The findings of the present study serve as a guideline for mobile retailers or social network online sellers to improve their websites, purchasing process as well as the quality of delivery systems as these elements form the basis for the consumers to judge where the retailer can be trusted or otherwise. Besides, the online retailers are suggested to know and work within their customers’ emotional states as trust and perceived value are developed based on the positive emotional states of the consumers. By empathizing with the emotions of the consumers, the online retailers might be able to accurately create, manage and satisfy the emerging feelings of consumers by providing the right products and services. This is because the emotional processing capabilities will give important effects on how consumers think and act.

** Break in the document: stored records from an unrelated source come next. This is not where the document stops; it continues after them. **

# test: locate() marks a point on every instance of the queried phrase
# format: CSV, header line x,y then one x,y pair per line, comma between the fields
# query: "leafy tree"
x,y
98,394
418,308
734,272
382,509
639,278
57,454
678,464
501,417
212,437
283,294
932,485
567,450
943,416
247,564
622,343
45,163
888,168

Although all the hypothesized relationships of emotional intelligence, trust, perceived value and purchase intention and confirmation were supported, detail research in the future to examine the relationships among the constructs through other methods of studies is suggested for a better understanding of the consumers’ behaviour.  This should include gauging the consumers’ willingness to make purchase based on social inference, and exploring the factors that will influence the consumers’ emotional intelligence. This effort will expand the scope of the consumer studies by addressing the psychological dimensions of consumer purchasing behaviour. 


The study was supported by grants from the Ministry of Higher Education Malaysia, under the Fundamental Research Grant Scheme (FRGS). The author also wants to acknowledge Research Management Institute, Universiti Teknologi MARA for the support in conducting the research.